In deze zaak heeft de Rechtbank Den Haag op 29 april 2022 uitspraak gedaan in een asielprocedure waarbij de eiser, een Marokkaanse nationaliteit, een verblijfsvergunning asiel voor bepaalde tijd had aangevraagd. De aanvraag werd door de Staatssecretaris van Justitie en Veiligheid afgewezen als kennelijk ongegrond. Eiser heeft zijn aanvraag ingediend op basis van medische zorg die hij in Marokko niet zou kunnen krijgen. De rechtbank heeft vastgesteld dat de verklaringen van eiser over zijn medische situatie niet relevant zijn voor de beoordeling van zijn asielaanvraag, omdat deze geen raakvlakken hebben met het Vluchtelingenverdrag en er geen schending van artikel 3 van het EVRM is aangetoond.
De rechtbank heeft verder overwogen dat Marokko als veilig land van herkomst is aangemerkt en dat eiser niet aannemelijk heeft gemaakt dat hij in zijn specifieke geval niet veilig is. Eiser heeft aangevoerd dat hij vreest voor vervolging in Marokko vanwege een eerdere veroordeling in Spanje, maar de rechtbank oordeelt dat hij niet voldoende bewijs heeft geleverd om deze vrees te onderbouwen. De rechtbank concludeert dat de Staatssecretaris terecht heeft geoordeeld dat er geen concrete aanknopingspunten zijn dat Marokko zijn verdragsverplichtingen niet zal nakomen ten aanzien van eiser.

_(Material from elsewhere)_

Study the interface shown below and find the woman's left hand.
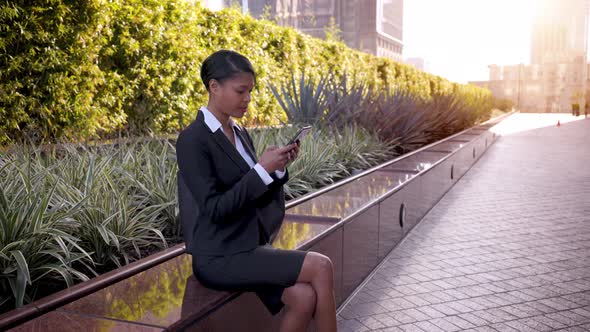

De rechtbank verklaart het beroep ongegrond en bevestigt de afwijzing van de asielaanvraag. Eiser komt niet in aanmerking voor toelating op grond van de Vreemdelingenwet 2000, en er is geen aanleiding voor een proceskostenveroordeling. De uitspraak is openbaar gemaakt en er staat hoger beroep open bij de Afdeling bestuursrechtspraak van de Raad van State binnen één week na bekendmaking.